IV. Schlussfolgerungen und Ausblick

Nach den obigen Ausführungen ist klar, dass sich die Wichtigkeit der „symbolisierenden und erinnernden Funktion“ des Leichnams vor allem aus der Ausformung der Mitwelt der zweiten Person durch die gewesene Person bzw. deren Repräsentation ergibt. Die Mitwelt ist direkt mit der Innenwelt verschränkt, die ihrerseits zugrunde gehen kann, wenn sie ihr „indifferentes Gleichgewicht“ nicht ausgleichen kann: Der Verlust einer Person in Gegenwart und Vergangenheit, d.h. auf jeder Ebene der Mitwelt, kann im schlimmsten Fall einen Verlust der eigenen Vergangenheit und Gegenwart bedeuten, einen irreversiblen Riss in der Existenz, ein Zugrundegehen. Was bedeutet das aber konkret für die Debatte um Organspende und die Rolle der zweiten Person?

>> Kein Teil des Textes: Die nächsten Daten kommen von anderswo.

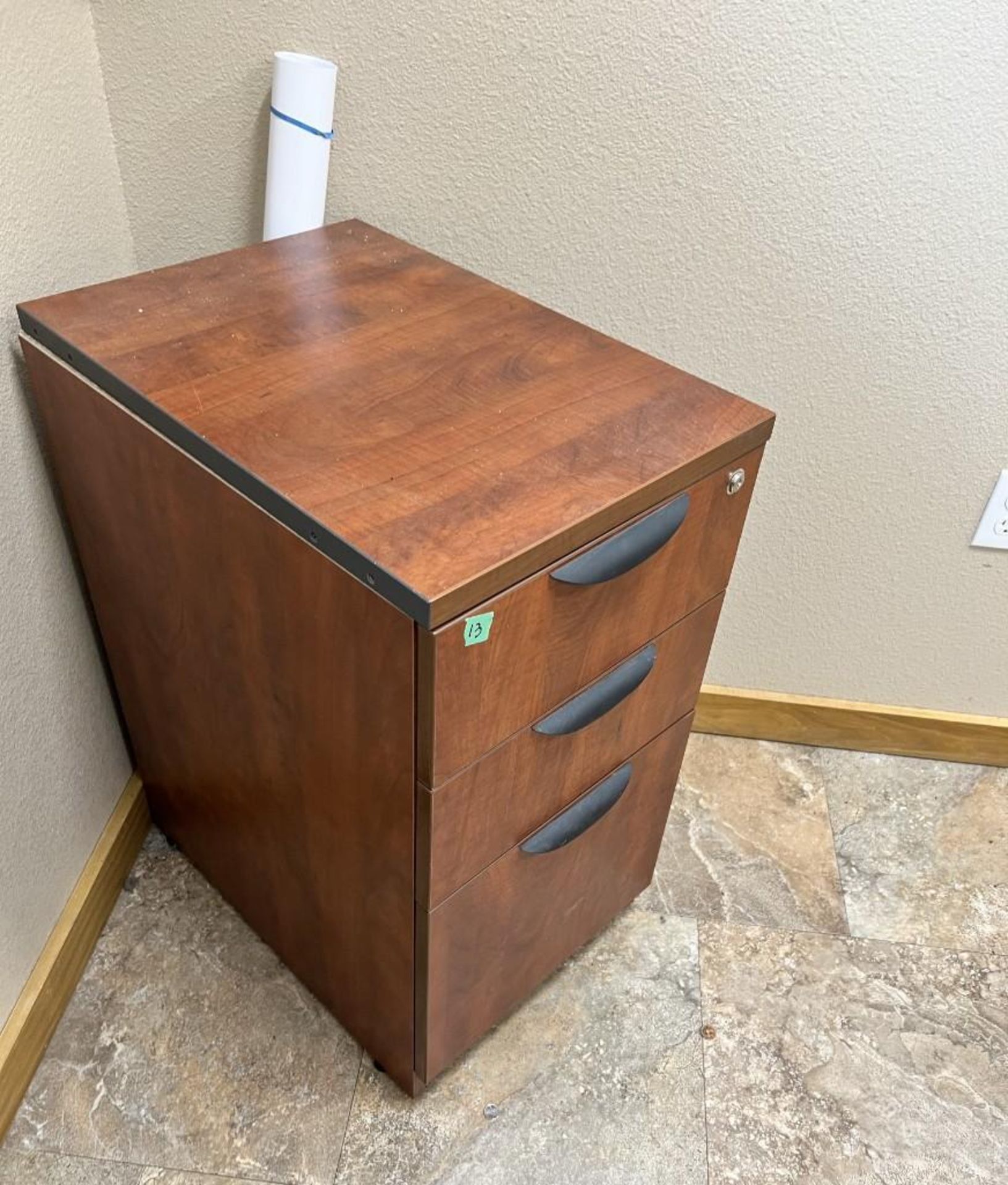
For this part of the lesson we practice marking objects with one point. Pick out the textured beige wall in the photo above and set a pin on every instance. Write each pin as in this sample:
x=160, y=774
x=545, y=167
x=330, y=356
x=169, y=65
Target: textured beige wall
x=62, y=223
x=804, y=203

Der Zwang zum Umschreiben der eigenen Mitwelt bei der Hirntoddiagnose und der Frage nach der Organexplantation scheint sozial durchaus funktional und auch geboten zu sein. Es muss aber danach gefragt werden, ob die Autonomie der zweiten Person dabei genügend berücksichtigt wird. Immerhin wird die eigene, durch Erfahrung ausgestaltete Realitätsgarantie der Erscheinung durch die sozial ausdifferenzierte und institutionalisierte Beschränkung des personalen Seinskreises in gewisser Weise überschrieben, entwertet. Dieser Punkt wird aber durch die Funktionalität der Organspende in Bezug auf den Prozess der Vergesellschaftung des Individuums aufgehoben. Die Entnahme eines Organs aus dem toten bzw. sterbenden Körper der ersten Person bedeutet allerdings für die zweite Person auch eine Manipulation, die im schlimmsten Fall dazu führt, dass der Körper nicht mehr als Körper der gewesenen Person anerkannt wird und die erste Person nicht tot, sondern eher verschwunden, ausgelöscht ist – woraus folgt, dass das Verlangen nach einer Entscheidung der zweiten Person gleichsam ein Verlangen nach der Auslöschung der ersten Person aus der Existenz der zweiten Person bedeutet.

Bei Unfällen und Katastrophen kann es natürlich auch passieren, dass Teile des toten Körpers zerstört werden, dass es vielleicht keine identifizierbare Leiche gibt. Der Unterschied zur Organexplantation ist aber der geplante, bewusste Vollzug der Manipulation des Körpers und des Zwangs zur Umschreibung der Mitwelt. Solch ein Zwang hält wiederum dazu an, genauer auf die Wahrung der Autonomie des Individuums zu achten. Wird der Fokus nur auf die Rettung „anderer Menschen“ gelegt und die zweite Person dabei nicht beachtet, so kann man im Sinne von Foucault und Lindemann von einer vollständigen Vereinnahmung durch eine einzelne Sachlogik, nämlich der von der Bio-Macht induzierten, sprechen – die zweite Person würde dabei alles andere als autonom behandelt werden.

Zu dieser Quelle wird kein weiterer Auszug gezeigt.